Читать «Железная кость» онлайн - страница 448

Сергей Самсонов

— Ложись!

Перекатом свалил сам себя под откос, не жалея, и Чугуев с Углановым следом покатились в овраг валунами, разбивая колени и локти, пробивая до дна затрещавшие стены будыльев… Сразу торкнувшись сердцем сквозь покровную боль и разбитость, превратился он в слух: вертолетных хлопков, сколько мог охватить, в отдалении не было; пялясь в небо, в растянутый над оврагом платок синевы, он услышал иное: мягкий стук по земле, травяной нарастающий шорох и какое-то звяканье, фырканье, храп — и уже через миг увидал продвигавшийся рысью над обрывом кусок темноты, то, чему не нашел он так сразу названия: черный лоск, сетку жил в ровно плещущей коже, резкость мускулов, твердых и крепких, как кость, — человек, одинокий пастух непонятных своих интересов, в белом выжженном пыльнике и такой же кепчонке, ехал прямо по гребню и смотрел неотрывно на них сверху вниз, с тем же неузнающим, вопрошающим ужасом и какой-то вместе с тем скукой, что и лошадь под ним.

Не замедлился и не пришпорил, протрусил со значением «не было вас — и меня для вас не было», показав им белесую спину с косицей кнута; за кобылой молча, безучастно-невидяще пробежала собака со свисающим набок отварным языком, и уже был пустым снова воздух над гребнем.

— Откуда — всадник без головы? — еле перешагнув задыхание, хрипнул Угланов.

— И в Сахаре свои бедуины, чудак. Ну наехал — исчез и забыл.

Тут ведь разные шастают. Из России, в Россию. Конопель на заимках растят, анашой барыжат. Ну, встали.

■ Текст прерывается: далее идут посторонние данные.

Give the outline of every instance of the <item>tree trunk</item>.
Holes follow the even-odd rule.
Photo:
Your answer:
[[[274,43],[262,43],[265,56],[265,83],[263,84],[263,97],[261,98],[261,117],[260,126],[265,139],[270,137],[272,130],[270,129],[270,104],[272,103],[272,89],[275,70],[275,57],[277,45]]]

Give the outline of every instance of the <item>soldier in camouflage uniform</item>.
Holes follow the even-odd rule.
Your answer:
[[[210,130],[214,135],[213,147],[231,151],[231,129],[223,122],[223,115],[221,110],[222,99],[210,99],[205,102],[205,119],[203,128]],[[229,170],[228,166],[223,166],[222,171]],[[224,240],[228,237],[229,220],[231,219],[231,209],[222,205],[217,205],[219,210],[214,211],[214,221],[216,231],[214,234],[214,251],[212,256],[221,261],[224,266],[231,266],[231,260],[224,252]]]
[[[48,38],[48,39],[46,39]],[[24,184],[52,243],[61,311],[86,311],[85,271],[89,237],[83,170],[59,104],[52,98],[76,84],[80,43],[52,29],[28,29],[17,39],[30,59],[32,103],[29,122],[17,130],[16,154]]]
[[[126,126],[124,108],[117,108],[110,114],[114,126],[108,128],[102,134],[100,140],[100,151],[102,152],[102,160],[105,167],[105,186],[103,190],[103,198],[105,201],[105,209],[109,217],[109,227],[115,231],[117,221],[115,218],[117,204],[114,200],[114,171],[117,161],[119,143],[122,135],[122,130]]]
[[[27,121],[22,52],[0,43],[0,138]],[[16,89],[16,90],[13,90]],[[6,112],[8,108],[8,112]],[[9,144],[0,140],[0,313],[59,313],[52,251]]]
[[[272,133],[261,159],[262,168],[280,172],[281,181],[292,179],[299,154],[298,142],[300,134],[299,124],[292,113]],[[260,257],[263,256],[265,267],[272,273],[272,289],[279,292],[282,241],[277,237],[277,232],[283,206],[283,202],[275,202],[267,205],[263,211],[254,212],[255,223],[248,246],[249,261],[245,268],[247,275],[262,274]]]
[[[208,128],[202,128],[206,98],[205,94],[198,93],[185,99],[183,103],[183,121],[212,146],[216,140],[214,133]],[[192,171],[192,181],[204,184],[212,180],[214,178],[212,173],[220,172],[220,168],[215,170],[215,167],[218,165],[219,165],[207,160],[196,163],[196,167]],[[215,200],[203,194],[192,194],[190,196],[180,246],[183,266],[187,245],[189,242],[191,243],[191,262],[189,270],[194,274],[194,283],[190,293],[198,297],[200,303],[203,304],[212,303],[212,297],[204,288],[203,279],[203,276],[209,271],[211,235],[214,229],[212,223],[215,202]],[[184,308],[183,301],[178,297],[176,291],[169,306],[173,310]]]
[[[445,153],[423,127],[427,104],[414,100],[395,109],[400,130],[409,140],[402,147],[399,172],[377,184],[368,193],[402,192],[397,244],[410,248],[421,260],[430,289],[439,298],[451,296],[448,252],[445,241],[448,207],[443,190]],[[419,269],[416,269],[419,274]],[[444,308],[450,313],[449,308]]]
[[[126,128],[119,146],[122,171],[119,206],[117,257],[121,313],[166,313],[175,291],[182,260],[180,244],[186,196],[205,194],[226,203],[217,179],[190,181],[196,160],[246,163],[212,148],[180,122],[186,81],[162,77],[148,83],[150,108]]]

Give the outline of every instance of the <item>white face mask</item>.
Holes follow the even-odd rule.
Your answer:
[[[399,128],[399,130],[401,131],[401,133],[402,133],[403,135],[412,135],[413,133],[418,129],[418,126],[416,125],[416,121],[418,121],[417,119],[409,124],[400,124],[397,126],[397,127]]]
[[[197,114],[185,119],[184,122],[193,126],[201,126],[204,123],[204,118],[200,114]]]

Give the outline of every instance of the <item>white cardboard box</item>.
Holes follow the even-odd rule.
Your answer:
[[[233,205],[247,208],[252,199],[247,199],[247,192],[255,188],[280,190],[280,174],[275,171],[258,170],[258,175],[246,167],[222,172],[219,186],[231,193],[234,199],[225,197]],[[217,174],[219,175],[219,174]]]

Да куда ты наверх — по овражку давай… — И опять пошагали извилистым руслом, прорубаясь сквозь заросли зверобоя, татарника, целый лес уже рослых, деревянно упертых репьев, уже вовсе не чуя изодранной, сорванной кожей новых укусов, вырываясь на голое место и сильней припуская свободной, бестравной дорогой, пробавляясь глотками тепловатой воды, а когда помелел, вывел их на поверхность естественным ходом овраг — ослепляюще прямо в глаза им ударила совершенно другая земля, вся сожженно-седая и горящая, словно сырцовый кирпич; никаких больше трав, разнотравья, кроме однообразных клочков ковыля, — будто бы уже вовсе человеку тут не было места.

— Ну теперь уж давайте — заломили рога, как от смерти. Тут уж надо по голому месту, — наставил Орех.

И Угланов всмотрелся в Чугуева как-то неузнающе-безумно и сорвался из всех самым первым, ломанулся, как лось в брачный гон, — несуразно огромный и ставший вдруг по-своему складным, как любое живое существо, что подхвачено тягой своего естества и способно уже делать то, чего раньше оно не могло, не умело; точно так же, хватая ртом воздух, ломанулся по ровному месту Чугуев — выбивали копытами пыль, сердце било в глаза, застя черными вспышками свет, ничего не давая увидеть вокруг, — будто только по ветру, по запаху, не могущему их обмануть, находили дорогу, и Угланов хрипел уже прорванно, но бежал и бежал наравне, не теряясь фонарным столбом за спиной, силой в нем заведенной в минуту захода на зону пружины, той же остервенелой, туго плещущей рысью… и уже прыгал рядом пологий пыльно-выжженный склон, наскочили, взлетели, и с этого гребня сквозь горячую мутную наволочь просияло, открылось огромное непостижное новое что-то — ослепительный наст, ледники, вот зима среди жгучего лета, ясно-синее зеркало незамерзшего озера: это было оно!